The purpose of this website is to inform about the results of work conducted in the framework of the research project whose acronym is PHIDM, title Persistent Homology – Images, Data and Maps, ID 622033, which has received funding from the European Union's Seventh Framework Programme for research, technological development and demonstration under grant agreement no. 622033. The project was in effect since April 1, 2014, until March 31, 2016.

The main theme of the project was persistent homology in three contexts: digital images, data mining, and dynamical systems. Persistent homology is the most important innovation that has yet emerged from the young field of computational topology. It finds various applications, and in each of them provides new qualities and novel methods.
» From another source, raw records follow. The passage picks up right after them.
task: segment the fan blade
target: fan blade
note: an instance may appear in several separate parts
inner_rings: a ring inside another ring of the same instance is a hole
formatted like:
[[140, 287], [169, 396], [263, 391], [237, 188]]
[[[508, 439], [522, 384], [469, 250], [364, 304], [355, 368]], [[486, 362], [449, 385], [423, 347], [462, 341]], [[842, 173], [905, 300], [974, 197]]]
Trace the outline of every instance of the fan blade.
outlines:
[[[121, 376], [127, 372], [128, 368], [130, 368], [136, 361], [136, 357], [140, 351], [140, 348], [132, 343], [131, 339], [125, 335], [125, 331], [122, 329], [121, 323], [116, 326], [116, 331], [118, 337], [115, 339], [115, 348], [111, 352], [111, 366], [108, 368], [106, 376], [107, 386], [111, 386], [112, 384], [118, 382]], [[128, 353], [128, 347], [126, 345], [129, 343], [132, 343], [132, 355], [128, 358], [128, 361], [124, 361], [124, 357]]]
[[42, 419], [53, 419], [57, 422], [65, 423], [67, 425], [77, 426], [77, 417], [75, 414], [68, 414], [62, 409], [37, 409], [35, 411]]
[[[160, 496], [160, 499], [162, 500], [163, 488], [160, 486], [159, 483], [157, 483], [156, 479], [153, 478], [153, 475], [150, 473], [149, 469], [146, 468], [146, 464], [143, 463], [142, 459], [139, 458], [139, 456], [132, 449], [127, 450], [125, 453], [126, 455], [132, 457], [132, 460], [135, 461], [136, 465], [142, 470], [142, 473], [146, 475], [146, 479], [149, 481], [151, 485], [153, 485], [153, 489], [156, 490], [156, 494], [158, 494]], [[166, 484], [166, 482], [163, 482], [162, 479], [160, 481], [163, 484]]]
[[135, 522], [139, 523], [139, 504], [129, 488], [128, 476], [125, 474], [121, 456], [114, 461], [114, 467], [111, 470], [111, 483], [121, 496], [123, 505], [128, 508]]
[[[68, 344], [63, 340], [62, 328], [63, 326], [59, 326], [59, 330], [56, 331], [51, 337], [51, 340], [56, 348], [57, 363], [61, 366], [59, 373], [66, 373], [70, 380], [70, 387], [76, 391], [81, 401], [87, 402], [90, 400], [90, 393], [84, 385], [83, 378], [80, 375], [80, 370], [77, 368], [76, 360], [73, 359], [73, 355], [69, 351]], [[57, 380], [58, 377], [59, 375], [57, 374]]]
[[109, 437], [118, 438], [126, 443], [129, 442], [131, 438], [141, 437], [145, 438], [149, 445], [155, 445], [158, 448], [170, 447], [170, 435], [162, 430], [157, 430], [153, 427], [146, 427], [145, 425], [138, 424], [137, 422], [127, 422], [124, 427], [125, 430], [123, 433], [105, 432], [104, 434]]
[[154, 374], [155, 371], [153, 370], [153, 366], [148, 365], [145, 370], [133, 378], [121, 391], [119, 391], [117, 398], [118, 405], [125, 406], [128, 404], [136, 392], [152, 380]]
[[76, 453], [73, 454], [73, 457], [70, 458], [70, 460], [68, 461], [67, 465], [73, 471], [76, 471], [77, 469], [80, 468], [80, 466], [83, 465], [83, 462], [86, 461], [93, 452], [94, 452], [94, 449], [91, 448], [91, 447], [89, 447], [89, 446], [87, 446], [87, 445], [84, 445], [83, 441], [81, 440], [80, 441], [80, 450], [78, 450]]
Effective and reliable methods for the analysis of digital images are highly demanded, especially with the increasing technological capabilities of capturing multiple high-resolution images e.g. in medicine. Data mining techniques for acquiring knowledge from huge collections of data, including text documents, are bound to be a new scientific methodology of the future. Dynamical systems appear ubiquitously in modeling of population models, chemical reactions and other processes, and automatic analysis of qualitative properties of the dynamics is of great importance for the understanding of the model.

The main objectives of the project were: to use persistent homology for automatic determination of an optimal thresholding level and denoising method for the analysis of digital images; to optimize the existing methods and to develop new algorithms for the persistent homology approach to the analysis of large collections of data, with emphasis on text documents; and to develop new methods and algorithms for applying the persistent homology approach to the analysis of discrete-time dynamical systems induced by continuous maps. In addition to the theoretical basis and algorithms for each of the domains, development of effective software aimed at specific applications was also among the goals of the project.

The project involved various branches of mathematics and computer science, from algebraic topology to graph theory, and had trans-disciplinary nature with a wide potential of applications, particularly in natural sciences, and thus was expected to contribute to strengthening national and international scientific collaboration.